Cameroun : l’État s’acquitte de 120 milliards FCFA sur son emprunt BVMAC 2023

Cameroun : l’État s’acquitte de 120 milliards FCFA sur son emprunt BVMAC 2023

Le 23 juin 2026, l’État camerounais doit régler une échéance de plus de 120 milliards FCFA dans le cadre de son emprunt obligataire à tranches multiples ECMR 2023. Un avis de la BVMAC daté du 5 juin 2026 indique que ce montant comprend 10,7 milliards FCFA d’intérêts, le solde étant consacré aux amortissements en capital de certaines lignes obligataires. Les opérations d’encaissement dans les guichets des sociétés de bourse et des banques commenceront le 24 juin.
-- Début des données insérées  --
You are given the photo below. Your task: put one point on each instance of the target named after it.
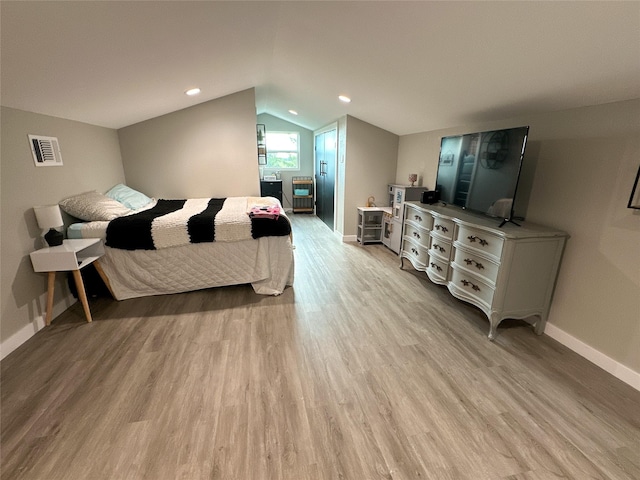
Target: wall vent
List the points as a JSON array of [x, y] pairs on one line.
[[45, 150]]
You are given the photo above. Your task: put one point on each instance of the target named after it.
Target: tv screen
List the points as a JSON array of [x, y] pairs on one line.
[[480, 171]]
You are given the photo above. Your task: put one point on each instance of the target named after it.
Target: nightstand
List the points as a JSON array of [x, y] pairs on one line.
[[71, 256]]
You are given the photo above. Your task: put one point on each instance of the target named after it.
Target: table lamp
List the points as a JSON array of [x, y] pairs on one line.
[[49, 217]]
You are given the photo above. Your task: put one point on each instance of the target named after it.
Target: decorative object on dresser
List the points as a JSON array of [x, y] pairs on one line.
[[49, 219], [507, 272]]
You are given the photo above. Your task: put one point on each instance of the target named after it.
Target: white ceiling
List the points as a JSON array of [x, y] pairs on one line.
[[408, 66]]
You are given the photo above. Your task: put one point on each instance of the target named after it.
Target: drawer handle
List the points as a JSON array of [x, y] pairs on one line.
[[481, 241], [438, 247], [466, 283], [470, 261]]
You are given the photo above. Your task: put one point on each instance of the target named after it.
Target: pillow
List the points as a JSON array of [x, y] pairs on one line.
[[93, 206], [129, 197]]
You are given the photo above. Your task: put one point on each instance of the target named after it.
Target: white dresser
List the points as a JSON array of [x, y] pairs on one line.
[[507, 272]]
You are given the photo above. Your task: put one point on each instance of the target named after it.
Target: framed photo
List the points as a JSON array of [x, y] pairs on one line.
[[634, 199]]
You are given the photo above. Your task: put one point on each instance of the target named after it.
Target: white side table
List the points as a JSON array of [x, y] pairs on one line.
[[71, 256]]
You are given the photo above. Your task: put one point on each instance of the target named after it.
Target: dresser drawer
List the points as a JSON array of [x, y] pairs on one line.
[[467, 260], [416, 234], [443, 227], [415, 252], [420, 218], [440, 248], [481, 241], [438, 268], [468, 285]]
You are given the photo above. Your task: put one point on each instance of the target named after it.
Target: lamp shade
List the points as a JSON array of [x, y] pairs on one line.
[[48, 216]]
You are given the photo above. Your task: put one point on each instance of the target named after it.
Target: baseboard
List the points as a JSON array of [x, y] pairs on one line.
[[615, 368], [21, 336], [34, 326]]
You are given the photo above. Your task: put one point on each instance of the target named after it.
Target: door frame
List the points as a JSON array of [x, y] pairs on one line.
[[320, 131]]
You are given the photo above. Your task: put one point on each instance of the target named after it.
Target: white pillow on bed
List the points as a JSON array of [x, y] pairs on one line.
[[93, 206], [129, 197]]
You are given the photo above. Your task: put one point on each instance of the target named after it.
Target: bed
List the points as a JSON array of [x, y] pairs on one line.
[[156, 247]]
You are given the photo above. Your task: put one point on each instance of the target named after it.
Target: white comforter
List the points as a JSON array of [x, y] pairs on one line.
[[266, 263]]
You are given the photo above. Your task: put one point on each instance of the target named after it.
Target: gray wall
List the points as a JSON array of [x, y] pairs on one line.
[[276, 124], [578, 173], [91, 161], [208, 150], [369, 166]]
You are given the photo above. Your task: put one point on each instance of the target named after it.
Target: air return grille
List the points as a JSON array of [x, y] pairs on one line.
[[45, 150]]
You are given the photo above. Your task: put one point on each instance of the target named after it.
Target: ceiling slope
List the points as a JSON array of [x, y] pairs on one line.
[[408, 66]]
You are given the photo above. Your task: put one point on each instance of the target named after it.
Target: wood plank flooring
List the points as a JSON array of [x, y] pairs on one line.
[[360, 371]]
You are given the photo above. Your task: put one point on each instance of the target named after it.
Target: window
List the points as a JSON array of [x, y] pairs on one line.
[[283, 150]]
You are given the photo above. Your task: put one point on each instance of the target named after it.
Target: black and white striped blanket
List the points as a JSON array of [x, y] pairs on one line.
[[172, 223]]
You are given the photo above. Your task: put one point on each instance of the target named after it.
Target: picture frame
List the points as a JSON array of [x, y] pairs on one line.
[[634, 199]]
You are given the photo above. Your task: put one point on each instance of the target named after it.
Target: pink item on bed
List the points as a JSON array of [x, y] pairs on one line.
[[271, 211]]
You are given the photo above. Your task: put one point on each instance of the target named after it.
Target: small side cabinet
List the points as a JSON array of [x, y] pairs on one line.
[[369, 225], [271, 188]]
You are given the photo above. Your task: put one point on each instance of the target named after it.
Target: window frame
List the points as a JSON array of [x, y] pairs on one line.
[[272, 151]]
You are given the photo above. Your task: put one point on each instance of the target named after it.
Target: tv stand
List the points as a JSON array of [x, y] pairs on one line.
[[507, 272]]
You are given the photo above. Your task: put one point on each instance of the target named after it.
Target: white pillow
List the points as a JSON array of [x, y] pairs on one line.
[[129, 197], [93, 206]]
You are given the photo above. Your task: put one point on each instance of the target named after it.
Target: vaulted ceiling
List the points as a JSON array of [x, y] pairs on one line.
[[408, 66]]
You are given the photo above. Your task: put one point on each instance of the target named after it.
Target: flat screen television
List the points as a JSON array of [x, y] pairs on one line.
[[480, 171]]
Une échéance structurée par maturité

Cette échéance ne ressemble pas à un remboursement classique : elle associe amortissement partiel du capital et versement des coupons sur l’ensemble des tranches. Les porteurs de la tranche A toucheront un coupon net de 10 580 FCFA par obligation, dont 10 000 FCFA en principal et 580 FCFA d’intérêts. Pour la tranche B, le versement sera de 5 600 FCFA par titre (5 000 FCFA d’amortissement et 600 FCFA de coupon). Les tranches C et D, à maturité plus longue, ne donnent lieu qu’au paiement des intérêts, respectivement 675 et 725 FCFA par obligation. Cette organisation reflète la logique d’un emprunt à plusieurs horizons, où les souscripteurs aux échéances longues acceptent de différer la récupération du capital en échange d’un rendement supérieur. Le mécanisme témoigne de la sophistication croissante de l’ingénierie obligataire en zone CEMAC.
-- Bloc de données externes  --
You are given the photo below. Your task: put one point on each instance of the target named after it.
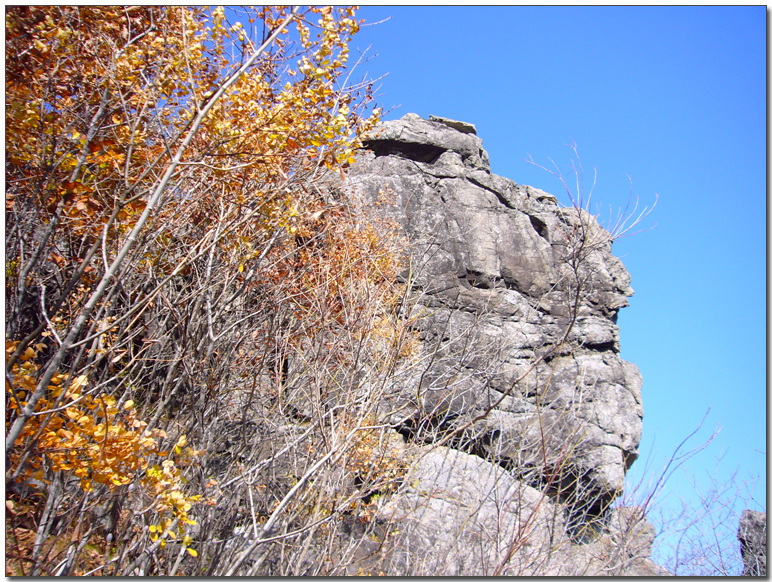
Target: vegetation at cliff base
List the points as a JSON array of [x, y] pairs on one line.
[[173, 241]]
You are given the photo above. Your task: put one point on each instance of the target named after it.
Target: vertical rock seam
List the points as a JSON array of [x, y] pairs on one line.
[[519, 373]]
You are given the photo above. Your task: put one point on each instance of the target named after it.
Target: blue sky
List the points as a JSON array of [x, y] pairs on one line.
[[675, 97]]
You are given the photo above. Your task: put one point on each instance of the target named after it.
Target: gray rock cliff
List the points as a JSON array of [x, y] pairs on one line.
[[519, 376], [753, 542]]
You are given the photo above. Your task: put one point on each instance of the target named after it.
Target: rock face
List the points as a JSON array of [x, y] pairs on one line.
[[519, 376], [753, 542]]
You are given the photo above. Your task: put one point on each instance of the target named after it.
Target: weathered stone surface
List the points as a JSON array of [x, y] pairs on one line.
[[519, 370], [753, 542], [460, 515], [498, 265]]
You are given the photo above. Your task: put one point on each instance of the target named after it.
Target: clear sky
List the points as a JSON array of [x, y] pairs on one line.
[[675, 97]]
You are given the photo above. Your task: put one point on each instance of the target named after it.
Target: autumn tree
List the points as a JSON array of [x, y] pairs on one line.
[[179, 262]]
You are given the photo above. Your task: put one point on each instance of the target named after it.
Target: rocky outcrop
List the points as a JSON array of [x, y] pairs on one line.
[[753, 542], [519, 376]]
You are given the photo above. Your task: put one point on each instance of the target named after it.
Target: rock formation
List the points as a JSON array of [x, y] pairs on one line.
[[753, 542], [525, 415]]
Une opération record sur le marché régional

En 2023, cet emprunt avait permis au Cameroun de lever plus de 176 milliards FCFA, dépassant largement l’objectif de 150 milliards. Il s’agissait alors de la septième émission obligataire réussie du pays sur le marché financier sous-régional, et de la première opération à tranches multiples tentée dans la région. L’objectif était d’attirer une base d’investisseurs plus large en proposant des maturités adaptées aux profils de risque et aux besoins de liquidité. Le contexte n’était pourtant pas favorable : la BEAC avait resserré sa politique monétaire pour contenir l’inflation, ce qui renchérissait le coût des ressources. En segmentant son offre, le Cameroun donnait aux investisseurs le choix entre des placements courts moins rémunérateurs et des engagements longs assortis de coupons plus élevés. Le succès de la souscription a validé cette stratégie.

Crédibilité souveraine et poids du service de la dette

Pour les autorités camerounaises, honorer ponctuellement les échéances va au-delà de l’obligation contractuelle : c’est un signal envoyé aux investisseurs régionaux, dont les décisions conditionnent les futures levées de fonds. Dans la zone CEMAC, les États sollicitent de plus en plus le marché obligataire pour financer leurs déficits et leurs programmes d’investissement public, dans un environnement où l’accès aux ressources extérieures s’est nettement durci. L’échéance du 23 juin met aussi en lumière le poids croissant du service de la dette intérieure dans les finances camerounaises. Recourir au marché financier régional offre une alternative précieuse aux bailleurs internationaux, mais son coût reste lié aux conditions monétaires de la BEAC et à la perception du risque souverain par les souscripteurs locaux. Chaque paiement respecté consolide la signature de Yaoundé et conditionne les marges de manœuvre des prochaines émissions du Trésor. L’équilibre entre besoins de financement et soutenabilité de la charge d’intérêts sera un paramètre clé des prochains budgets.